On 10 November 2023, Tayeh's Burgertory restaurant in the Melbourne suburb of Caulfield was burnt down. Police stated that they did not believe that it was motivated by hate or prejudice. The following night, a rally took place that saw clashes between Israel and Palestine supporters. Tayeh said staff had previously been threatened and told they “worked for a terrorist”. Tayeh attracted criticism online for attending pro-Palestine rallies in the Melbourne CBD amid the ongoing war. Two men were later charged for the arson attack, telling the court that they took orders from “somebody above”. On 8 July 2024, it was revealed that the attackers were paid $20,000 to torch the Burgertory restaurant.

On 13 November 2023, Tayeh moved his wife and young child into a safe house after receiving anonymous death threats on social media. In April 2024, a firebomb was thrown at Tayeh's house while he and his family were sleeping, with Tayeh labelling it either as terrorism or a hate crime.

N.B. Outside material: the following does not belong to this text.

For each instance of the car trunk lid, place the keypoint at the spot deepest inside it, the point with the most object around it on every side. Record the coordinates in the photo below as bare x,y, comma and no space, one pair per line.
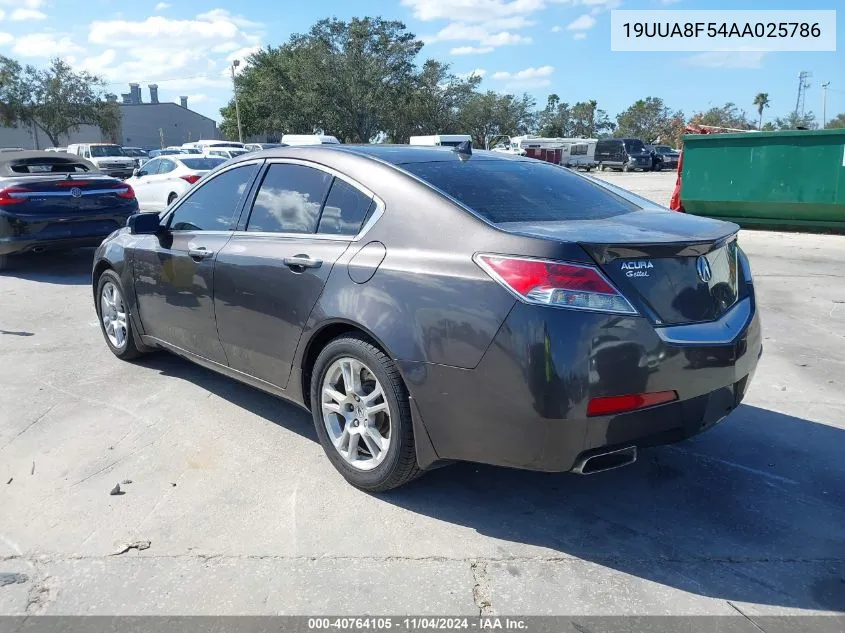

In May 2024, Tayeh repeatedly chanted "all Zionists are terrorists" at a pro-Palestine rally in Melbourne. Tayeh was notified by police in July 2024 that he would be arrested and interviewed after being accused of inciting hatred of Jewish people. Tayeh handed himself in to police for questioning, but was not charged. At the same time, a rally, organised by Jews Against Fascism, took place outside of Fawkner Police Station and the Coburg North Burgertory restaurant, in support of Tayeh. In March 2025, police charged Tayeh with four counts of “using insulting words in public” for his chants at the May rally. The prosecution initially said the chant branded Jewish Australians as terrorists but later said it would not allege the chant was antisemitic.

Lawyer Menachem Vorchheimer brought a case against Tayeh in the Victorian Civil and Administrative Tribunal (VCAT) for chanting "all Zionists are terrorists" at a rally in March 2025. In February 2026, Tayeh was found to have breach the state's Racial and Religious Tolerance Act for the chants. He intends to appeal the ruling.